After years of holding the Polestar name close by, Volvo is planning to shed its ownership stake in the luxury EV brand.
Both owned by Geely, Polestar says it welcomes a direct ownership stake from the Chinese holding company, amid slow sales in 2023.
With the Polestar 3 and Polestar 4 on the horizon, the Swedish EV maker will need a strong year of sales in 2024 to prove itself.
The working relationship between Volvo and Polestar has been one that confuses customers and parking attendants alike. Picking out a Polestar 2 or Polestar 3 from its Volvo brethren isn't exactly hard, as the design similarities are striking when pitted side-to-side.
This shouldn't come as a surprise, either. Originally a Volvo performance sub-brand, Polestar was split from Volvo to be a standalone electric car manufacturer in 2017. These corporate maneuvers were orchestrated by Geely, the China-based parent company of Volvo since 2010, with varying degrees of success for each brand.
However, as Volvo (slowly) launches its own set of EVs, the often-assumed consumer-facing link between the two brands is bound to create friction. And that friction seems to have come to a head, as Volvo Cars announces it will no longer fund the Polestar operation. Previously, Volvo Cars was a 48% shareholder in the electric offshoot, according to SEC filings.
Specifically, executives at Volvo Cars are considering handing over its Polestar ownership stake to the Volvo shareholders, which would make Geely a direct majority owner of the brand. Currently, Geely is the other majority shareholder of Polestar, previously accounting for around 39% of Polestar's stock.
"Geely Holding will continue to provide full operational and financial support to the independent exclusive (Polestar) brand going forward," representatives from Geely said in a statement. "This support will not require a reduction of Geely Holding's shareholding in Volvo Cars."
Polestar has also signaled its interest in becoming a Geely-owned brand, specifically signaling out its parent company as a potential replacement in a statement released today.

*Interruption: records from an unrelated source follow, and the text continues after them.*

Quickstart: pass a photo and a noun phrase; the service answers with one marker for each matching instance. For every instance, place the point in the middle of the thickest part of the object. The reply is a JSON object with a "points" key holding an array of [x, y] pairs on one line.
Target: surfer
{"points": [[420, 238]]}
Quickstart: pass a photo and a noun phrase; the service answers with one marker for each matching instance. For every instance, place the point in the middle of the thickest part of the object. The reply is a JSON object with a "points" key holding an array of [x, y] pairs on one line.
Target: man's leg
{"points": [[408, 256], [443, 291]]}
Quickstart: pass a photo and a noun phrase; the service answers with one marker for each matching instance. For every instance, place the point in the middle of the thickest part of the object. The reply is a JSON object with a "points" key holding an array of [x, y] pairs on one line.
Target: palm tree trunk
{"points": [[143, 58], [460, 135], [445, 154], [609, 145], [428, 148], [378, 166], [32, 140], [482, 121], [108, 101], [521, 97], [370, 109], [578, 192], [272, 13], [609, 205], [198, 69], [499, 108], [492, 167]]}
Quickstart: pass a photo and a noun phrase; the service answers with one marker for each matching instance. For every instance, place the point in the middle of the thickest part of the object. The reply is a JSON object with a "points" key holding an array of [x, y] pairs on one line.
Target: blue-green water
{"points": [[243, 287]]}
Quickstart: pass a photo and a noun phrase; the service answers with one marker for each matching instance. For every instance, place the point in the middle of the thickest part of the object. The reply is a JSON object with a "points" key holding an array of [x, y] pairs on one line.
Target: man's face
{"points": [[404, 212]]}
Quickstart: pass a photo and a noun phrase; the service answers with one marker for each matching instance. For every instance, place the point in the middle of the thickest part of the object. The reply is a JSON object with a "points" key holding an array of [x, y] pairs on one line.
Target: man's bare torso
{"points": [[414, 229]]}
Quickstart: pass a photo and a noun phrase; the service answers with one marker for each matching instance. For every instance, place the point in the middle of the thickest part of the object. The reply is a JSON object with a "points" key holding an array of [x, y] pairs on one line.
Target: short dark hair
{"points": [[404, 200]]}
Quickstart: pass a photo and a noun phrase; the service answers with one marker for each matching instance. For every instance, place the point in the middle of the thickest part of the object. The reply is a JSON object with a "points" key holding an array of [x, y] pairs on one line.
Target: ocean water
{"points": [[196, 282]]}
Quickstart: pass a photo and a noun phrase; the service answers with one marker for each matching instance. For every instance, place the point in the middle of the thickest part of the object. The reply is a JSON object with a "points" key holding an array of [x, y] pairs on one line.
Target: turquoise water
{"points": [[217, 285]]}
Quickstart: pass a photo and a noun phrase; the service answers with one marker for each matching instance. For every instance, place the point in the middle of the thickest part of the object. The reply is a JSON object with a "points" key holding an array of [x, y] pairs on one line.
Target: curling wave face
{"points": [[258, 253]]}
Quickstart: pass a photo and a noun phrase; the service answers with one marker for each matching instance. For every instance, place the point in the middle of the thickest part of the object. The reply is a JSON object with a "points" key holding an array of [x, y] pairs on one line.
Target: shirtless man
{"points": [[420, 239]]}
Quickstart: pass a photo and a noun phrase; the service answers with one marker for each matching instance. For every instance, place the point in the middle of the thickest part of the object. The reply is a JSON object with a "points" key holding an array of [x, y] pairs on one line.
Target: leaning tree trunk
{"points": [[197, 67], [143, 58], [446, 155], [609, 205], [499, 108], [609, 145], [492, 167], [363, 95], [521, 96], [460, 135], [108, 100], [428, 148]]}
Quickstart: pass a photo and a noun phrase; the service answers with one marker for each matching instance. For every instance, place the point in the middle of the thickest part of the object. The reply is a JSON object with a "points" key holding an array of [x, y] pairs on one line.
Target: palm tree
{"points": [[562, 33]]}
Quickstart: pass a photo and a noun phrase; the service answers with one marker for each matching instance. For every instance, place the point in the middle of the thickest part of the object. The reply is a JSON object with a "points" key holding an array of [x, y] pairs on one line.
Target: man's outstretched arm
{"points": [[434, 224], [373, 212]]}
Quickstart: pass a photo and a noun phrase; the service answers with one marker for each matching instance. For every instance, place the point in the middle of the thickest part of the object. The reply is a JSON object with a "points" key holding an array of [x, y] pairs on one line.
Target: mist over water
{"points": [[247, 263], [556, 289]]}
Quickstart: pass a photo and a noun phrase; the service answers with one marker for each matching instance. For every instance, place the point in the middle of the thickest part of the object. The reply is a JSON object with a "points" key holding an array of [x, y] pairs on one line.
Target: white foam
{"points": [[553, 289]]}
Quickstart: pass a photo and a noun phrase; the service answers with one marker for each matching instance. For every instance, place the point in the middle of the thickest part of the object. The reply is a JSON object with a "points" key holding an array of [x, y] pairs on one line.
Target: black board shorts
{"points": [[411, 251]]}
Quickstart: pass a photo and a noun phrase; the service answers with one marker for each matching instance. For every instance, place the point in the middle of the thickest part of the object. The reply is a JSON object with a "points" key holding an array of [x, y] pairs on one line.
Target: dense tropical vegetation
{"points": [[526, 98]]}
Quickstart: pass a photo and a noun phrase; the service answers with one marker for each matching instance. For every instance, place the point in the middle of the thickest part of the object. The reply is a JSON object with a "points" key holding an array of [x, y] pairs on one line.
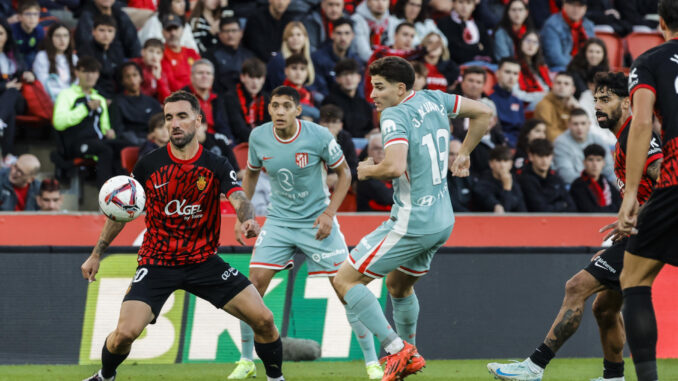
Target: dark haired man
{"points": [[185, 258], [652, 88], [421, 218], [601, 275]]}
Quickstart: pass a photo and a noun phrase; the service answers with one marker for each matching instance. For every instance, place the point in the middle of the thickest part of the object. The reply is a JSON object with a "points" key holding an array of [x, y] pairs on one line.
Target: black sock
{"points": [[542, 355], [641, 331], [271, 355], [613, 369], [110, 361]]}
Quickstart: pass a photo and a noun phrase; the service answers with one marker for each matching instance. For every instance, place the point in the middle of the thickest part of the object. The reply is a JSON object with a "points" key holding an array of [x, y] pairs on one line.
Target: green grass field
{"points": [[457, 370]]}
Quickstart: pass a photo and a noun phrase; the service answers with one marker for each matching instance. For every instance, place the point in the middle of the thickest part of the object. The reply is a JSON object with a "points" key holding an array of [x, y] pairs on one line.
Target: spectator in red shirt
{"points": [[18, 186], [177, 60]]}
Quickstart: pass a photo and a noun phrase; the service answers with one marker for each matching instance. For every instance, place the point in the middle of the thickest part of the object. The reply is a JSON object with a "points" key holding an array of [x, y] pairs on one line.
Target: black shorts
{"points": [[657, 226], [213, 280], [607, 267]]}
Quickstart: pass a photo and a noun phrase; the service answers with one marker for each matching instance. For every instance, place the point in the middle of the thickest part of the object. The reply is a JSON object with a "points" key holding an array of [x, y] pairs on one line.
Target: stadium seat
{"points": [[129, 157], [615, 49], [240, 152], [638, 43]]}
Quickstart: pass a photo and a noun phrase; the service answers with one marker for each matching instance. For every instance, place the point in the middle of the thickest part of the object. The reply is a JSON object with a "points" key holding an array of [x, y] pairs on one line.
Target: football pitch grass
{"points": [[456, 370]]}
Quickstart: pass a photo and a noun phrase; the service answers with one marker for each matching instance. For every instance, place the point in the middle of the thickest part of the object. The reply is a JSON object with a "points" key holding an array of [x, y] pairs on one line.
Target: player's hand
{"points": [[461, 165], [324, 224], [90, 268]]}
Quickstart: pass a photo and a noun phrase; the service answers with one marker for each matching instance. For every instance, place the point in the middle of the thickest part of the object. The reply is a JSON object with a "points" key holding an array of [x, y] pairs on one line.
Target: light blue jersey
{"points": [[421, 198], [297, 168]]}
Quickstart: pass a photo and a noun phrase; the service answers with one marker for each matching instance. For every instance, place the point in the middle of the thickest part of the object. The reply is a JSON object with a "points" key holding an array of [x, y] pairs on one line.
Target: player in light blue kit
{"points": [[415, 132], [295, 154]]}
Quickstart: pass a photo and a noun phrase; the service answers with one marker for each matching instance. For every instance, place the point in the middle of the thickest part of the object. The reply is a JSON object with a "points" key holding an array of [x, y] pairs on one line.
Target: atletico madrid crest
{"points": [[301, 158]]}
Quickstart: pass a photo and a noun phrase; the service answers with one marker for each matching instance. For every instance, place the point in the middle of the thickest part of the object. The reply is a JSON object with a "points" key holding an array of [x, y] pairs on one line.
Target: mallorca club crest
{"points": [[301, 158], [201, 183]]}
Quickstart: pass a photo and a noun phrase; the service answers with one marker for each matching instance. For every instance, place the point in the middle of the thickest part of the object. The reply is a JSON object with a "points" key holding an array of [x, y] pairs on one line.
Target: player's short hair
{"points": [[540, 147], [286, 91], [254, 68], [594, 150], [296, 59], [616, 83], [668, 11], [88, 64], [182, 95], [394, 70], [154, 43], [501, 153], [106, 20], [330, 113]]}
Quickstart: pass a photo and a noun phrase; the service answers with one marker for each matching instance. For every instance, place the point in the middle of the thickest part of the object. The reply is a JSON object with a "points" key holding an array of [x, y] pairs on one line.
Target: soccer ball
{"points": [[122, 198]]}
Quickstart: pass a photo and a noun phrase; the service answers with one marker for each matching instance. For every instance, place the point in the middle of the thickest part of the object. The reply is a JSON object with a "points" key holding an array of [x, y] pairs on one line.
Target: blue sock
{"points": [[405, 314], [361, 302], [247, 341], [364, 336]]}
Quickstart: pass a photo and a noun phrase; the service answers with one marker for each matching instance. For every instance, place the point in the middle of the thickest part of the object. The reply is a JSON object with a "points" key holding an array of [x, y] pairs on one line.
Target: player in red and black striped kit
{"points": [[601, 275], [654, 239], [183, 184]]}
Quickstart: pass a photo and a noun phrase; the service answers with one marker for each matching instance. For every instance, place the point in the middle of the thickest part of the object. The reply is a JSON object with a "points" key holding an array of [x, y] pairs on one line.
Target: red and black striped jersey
{"points": [[653, 154], [183, 216], [657, 70]]}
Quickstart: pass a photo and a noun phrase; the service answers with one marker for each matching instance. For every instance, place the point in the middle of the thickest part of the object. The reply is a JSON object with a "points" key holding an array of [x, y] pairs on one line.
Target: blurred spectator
{"points": [[371, 22], [204, 22], [357, 112], [264, 28], [469, 40], [49, 198], [131, 110], [295, 41], [564, 34], [320, 23], [296, 76], [27, 34], [158, 135], [125, 37], [328, 54], [442, 72], [514, 24], [331, 117], [531, 130], [592, 192], [416, 13], [534, 81], [374, 195], [177, 60], [589, 60], [246, 105], [557, 105], [109, 55], [18, 186], [81, 118], [497, 190], [568, 160], [509, 107], [228, 55], [155, 83], [459, 187], [53, 66], [544, 191], [153, 26]]}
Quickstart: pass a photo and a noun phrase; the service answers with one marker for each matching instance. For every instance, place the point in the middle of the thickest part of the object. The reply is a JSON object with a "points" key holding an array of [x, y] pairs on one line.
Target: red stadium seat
{"points": [[638, 43], [129, 157], [615, 48], [240, 152]]}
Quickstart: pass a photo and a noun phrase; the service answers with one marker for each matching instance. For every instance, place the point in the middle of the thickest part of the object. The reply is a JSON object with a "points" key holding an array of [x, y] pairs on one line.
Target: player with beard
{"points": [[602, 273]]}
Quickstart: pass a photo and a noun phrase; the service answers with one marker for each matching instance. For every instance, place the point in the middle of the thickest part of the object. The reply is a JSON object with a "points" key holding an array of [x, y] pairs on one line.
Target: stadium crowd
{"points": [[97, 71]]}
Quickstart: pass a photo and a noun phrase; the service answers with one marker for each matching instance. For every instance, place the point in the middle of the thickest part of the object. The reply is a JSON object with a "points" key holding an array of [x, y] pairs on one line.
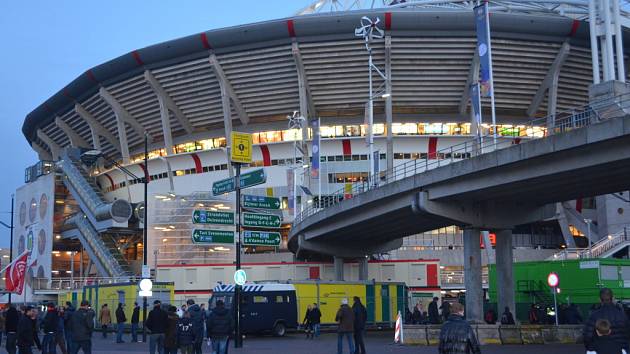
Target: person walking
{"points": [[156, 323], [220, 325], [345, 319], [12, 318], [105, 319], [170, 335], [360, 319], [135, 320], [81, 327], [457, 336], [50, 327], [619, 326], [196, 316]]}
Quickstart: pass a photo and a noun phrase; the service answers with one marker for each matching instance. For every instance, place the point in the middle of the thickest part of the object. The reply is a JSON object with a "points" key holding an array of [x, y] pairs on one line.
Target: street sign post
{"points": [[267, 221], [261, 238], [212, 217], [203, 236], [260, 202]]}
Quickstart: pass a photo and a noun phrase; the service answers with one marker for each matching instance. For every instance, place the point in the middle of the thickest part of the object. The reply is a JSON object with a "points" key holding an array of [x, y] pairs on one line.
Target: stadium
{"points": [[179, 101]]}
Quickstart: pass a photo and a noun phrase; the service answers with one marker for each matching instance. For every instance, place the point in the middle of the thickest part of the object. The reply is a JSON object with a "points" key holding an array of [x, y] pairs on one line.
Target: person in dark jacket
{"points": [[10, 326], [121, 318], [220, 325], [457, 336], [186, 334], [50, 326], [607, 311], [135, 320], [81, 327], [170, 336], [156, 323], [345, 319], [360, 318], [196, 316], [434, 315]]}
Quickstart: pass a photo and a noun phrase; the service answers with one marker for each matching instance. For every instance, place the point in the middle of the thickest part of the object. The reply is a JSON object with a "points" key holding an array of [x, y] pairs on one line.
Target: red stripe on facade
{"points": [[136, 56], [432, 148], [347, 147], [388, 21], [266, 156], [574, 27], [290, 28], [204, 41], [198, 167]]}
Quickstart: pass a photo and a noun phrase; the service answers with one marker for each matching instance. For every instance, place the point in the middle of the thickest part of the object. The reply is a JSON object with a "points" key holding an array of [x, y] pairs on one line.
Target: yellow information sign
{"points": [[241, 149]]}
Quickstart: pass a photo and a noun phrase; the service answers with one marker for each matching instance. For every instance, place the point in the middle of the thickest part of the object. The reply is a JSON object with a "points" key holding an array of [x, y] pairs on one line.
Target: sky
{"points": [[47, 44]]}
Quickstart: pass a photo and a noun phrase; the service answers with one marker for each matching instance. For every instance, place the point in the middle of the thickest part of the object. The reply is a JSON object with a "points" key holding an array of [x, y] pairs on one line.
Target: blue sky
{"points": [[46, 44]]}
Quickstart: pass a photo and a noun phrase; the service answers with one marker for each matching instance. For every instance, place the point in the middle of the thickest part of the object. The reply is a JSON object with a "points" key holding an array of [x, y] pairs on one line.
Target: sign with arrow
{"points": [[260, 202], [261, 220], [213, 217]]}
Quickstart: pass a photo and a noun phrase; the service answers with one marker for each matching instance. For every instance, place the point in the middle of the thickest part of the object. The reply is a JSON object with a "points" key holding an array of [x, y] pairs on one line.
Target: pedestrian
{"points": [[434, 316], [614, 315], [135, 320], [507, 318], [25, 332], [306, 323], [170, 335], [220, 325], [345, 320], [457, 336], [186, 334], [81, 327], [105, 319], [197, 317], [316, 319], [360, 319], [156, 323], [12, 318], [50, 327]]}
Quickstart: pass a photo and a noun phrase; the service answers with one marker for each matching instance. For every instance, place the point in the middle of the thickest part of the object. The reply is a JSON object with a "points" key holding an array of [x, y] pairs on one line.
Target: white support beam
{"points": [[220, 75], [75, 139], [550, 79], [473, 76], [167, 101], [97, 129], [52, 145]]}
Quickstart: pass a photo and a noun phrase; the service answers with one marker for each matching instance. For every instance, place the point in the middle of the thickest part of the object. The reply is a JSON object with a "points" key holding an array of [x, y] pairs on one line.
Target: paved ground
{"points": [[377, 343]]}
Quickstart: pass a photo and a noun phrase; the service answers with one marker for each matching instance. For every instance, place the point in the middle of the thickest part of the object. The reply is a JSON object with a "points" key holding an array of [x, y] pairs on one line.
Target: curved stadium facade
{"points": [[185, 95]]}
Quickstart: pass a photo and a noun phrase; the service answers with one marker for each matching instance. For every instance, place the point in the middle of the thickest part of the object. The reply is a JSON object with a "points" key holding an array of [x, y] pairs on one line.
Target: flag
{"points": [[483, 47], [16, 274]]}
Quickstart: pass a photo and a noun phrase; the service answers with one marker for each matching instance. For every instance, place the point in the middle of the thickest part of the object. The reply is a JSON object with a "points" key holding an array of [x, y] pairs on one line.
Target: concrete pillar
{"points": [[338, 263], [363, 264], [472, 275], [505, 260]]}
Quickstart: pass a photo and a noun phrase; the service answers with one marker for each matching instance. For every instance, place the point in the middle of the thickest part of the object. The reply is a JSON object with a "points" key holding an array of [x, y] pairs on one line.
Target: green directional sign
{"points": [[213, 217], [261, 220], [261, 238], [259, 202], [212, 236]]}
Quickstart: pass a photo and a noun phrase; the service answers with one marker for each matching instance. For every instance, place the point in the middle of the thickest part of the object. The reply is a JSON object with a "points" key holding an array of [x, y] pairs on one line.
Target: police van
{"points": [[264, 307]]}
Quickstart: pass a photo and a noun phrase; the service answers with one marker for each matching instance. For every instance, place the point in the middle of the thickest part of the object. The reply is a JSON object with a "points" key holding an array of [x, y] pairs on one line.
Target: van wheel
{"points": [[279, 329]]}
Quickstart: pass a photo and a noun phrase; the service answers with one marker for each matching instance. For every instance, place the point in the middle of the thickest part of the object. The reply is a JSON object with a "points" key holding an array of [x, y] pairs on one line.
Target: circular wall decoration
{"points": [[43, 206]]}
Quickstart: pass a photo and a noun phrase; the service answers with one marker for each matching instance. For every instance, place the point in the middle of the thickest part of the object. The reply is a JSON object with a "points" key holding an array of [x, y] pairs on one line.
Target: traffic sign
{"points": [[261, 238], [261, 220], [240, 277], [241, 148], [213, 217], [259, 202], [212, 236], [248, 179]]}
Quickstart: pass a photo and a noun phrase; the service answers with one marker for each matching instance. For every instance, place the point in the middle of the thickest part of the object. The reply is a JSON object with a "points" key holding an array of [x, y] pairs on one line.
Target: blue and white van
{"points": [[264, 307]]}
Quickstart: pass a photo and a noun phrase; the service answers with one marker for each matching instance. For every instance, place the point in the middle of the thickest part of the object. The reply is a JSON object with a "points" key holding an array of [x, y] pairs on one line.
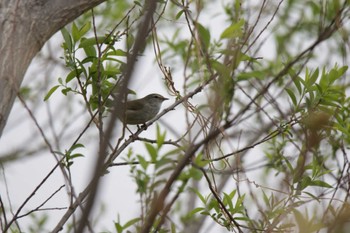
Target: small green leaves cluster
{"points": [[94, 63]]}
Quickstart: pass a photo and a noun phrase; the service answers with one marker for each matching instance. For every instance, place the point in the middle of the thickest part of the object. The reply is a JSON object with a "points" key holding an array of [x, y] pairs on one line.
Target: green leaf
{"points": [[71, 76], [85, 28], [131, 222], [91, 41], [75, 146], [204, 35], [51, 91], [292, 96], [144, 164], [67, 40], [321, 183], [178, 15], [311, 81], [232, 31], [75, 32], [160, 137], [153, 152]]}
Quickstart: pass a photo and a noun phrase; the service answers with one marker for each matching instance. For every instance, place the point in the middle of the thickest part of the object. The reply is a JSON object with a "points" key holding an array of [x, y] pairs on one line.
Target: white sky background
{"points": [[117, 190]]}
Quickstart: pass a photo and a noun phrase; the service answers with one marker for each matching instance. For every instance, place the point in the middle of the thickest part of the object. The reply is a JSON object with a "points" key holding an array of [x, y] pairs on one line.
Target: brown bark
{"points": [[24, 28]]}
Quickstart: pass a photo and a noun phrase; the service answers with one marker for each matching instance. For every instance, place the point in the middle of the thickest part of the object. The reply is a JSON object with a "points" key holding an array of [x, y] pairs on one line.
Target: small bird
{"points": [[140, 111]]}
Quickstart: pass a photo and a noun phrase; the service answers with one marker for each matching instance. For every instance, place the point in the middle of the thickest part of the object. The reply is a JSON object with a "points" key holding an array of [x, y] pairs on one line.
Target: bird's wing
{"points": [[134, 105]]}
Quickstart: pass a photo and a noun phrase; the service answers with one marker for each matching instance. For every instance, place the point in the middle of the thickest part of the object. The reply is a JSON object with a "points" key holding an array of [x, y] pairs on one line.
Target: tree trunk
{"points": [[25, 25]]}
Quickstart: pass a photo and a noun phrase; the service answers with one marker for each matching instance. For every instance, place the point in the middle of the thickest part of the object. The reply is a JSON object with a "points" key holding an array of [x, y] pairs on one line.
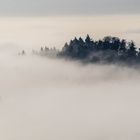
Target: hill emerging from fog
{"points": [[108, 50]]}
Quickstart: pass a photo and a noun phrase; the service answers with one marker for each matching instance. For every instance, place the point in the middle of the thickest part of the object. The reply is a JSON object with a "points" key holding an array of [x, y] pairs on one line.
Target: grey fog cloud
{"points": [[68, 7]]}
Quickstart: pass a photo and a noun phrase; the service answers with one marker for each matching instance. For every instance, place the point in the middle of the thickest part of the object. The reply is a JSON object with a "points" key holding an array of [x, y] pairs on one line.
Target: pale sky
{"points": [[67, 7]]}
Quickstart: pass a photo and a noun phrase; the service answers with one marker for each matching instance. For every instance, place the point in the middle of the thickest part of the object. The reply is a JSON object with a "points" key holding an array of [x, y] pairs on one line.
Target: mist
{"points": [[58, 99], [54, 99]]}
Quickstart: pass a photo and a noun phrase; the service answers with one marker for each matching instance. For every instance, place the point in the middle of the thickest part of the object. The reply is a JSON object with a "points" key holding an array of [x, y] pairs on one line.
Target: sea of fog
{"points": [[52, 99]]}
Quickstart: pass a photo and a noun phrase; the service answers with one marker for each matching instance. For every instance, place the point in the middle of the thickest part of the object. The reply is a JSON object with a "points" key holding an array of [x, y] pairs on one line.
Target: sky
{"points": [[67, 7]]}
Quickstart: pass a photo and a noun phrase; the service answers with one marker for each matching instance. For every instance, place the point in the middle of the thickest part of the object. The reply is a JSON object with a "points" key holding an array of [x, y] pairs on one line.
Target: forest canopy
{"points": [[108, 50]]}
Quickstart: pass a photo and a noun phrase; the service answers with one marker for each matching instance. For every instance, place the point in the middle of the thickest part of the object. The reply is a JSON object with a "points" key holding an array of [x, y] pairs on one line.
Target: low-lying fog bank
{"points": [[49, 99]]}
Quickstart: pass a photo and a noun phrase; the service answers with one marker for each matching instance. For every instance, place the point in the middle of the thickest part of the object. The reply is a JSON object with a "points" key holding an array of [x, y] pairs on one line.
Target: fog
{"points": [[57, 99]]}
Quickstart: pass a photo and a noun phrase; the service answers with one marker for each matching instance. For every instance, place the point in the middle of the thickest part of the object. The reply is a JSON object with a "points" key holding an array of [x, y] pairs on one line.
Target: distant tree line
{"points": [[108, 50]]}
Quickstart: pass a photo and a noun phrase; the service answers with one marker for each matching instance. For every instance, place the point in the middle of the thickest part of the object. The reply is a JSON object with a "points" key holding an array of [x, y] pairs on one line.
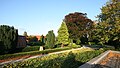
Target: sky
{"points": [[37, 17]]}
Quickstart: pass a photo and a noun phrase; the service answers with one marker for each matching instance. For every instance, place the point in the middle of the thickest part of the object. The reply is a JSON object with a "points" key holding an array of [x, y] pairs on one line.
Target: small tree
{"points": [[63, 35], [8, 39], [50, 42], [42, 40], [25, 34]]}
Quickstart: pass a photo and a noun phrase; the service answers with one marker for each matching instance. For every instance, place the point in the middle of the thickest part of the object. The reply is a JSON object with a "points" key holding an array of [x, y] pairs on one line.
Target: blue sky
{"points": [[37, 17]]}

"With our growing lineup of exclusive, performance cars, Polestar is in one of the most promising phases of its development," Polestar CEO Thomas Ingenlath said. "We look forward to continued cooperation with Volvo Cars as well as benefiting from even greater synergies with Geely on future-oriented technologies."
However, it's no secret that Polestar is struggling. Competing with brands like Tesla and Hyundai, Polestar's 2023 sales figures show a brand barely making ends meet. Delivering roughly 55,000 units last year (including a mere 6736 units in the US), Polestar only managed a 6% growth year-over-year.
The brand had previously projected an annual sales volume of 80,000 units for 2023, before revising its projections to a low of 60,000 units in November. Beyond the lackluster sales year, Polestar is also cutting jobs internally, announcing a round of layoffs last week. About 450 jobs will be cut globally, accounting for 15% of its current workforce.
The majority of Polestar sales in 2023 were of its compact Polestar 2 sedan, which directly competes with Tesla's ever-popular Model 3. Amid the Tesla-stoked price war, inflation, and claimed shrinking EV demand, Polestar is banking on its Polestar 3 crossover (which is set to hit dealers early this year) to stir up demand in the new year.
Even with new blood on the model lineup horizon, ditching Polestar is panning out positively for Volvo, as its stock shot up 32% at market open following the announcement. Meanwhile, Polestar's stock is down over 83% since it went public in June 2022, further raising questions about the long-term viability of the Swedish manufacturer.
Despite some production issues, the future of Volvo appears to be in good hands, at least for now. From the true-to-form luxury EX90 crossover to the compact, tech-forward EX30, Volvo's EV lineup represents the kind of innovation that Volvo has long been known for. Volvo CEO Jim Rowan sees this as a positive opportunity for Polestar, too.
"Now, Polestar... they've got a very exciting future ahead of them. They've moved from being a one-car company to a three-car company. They've got two brand-new cars coming out very shortly—in fact in the first half of this year—and that's going to take them to a new growth trajectory," Rowan said in an interview with CNBC earlier today.
Clearly, Polestar's future remains up in the air for now, as the brand works to launch its newer, potentially more competitive models.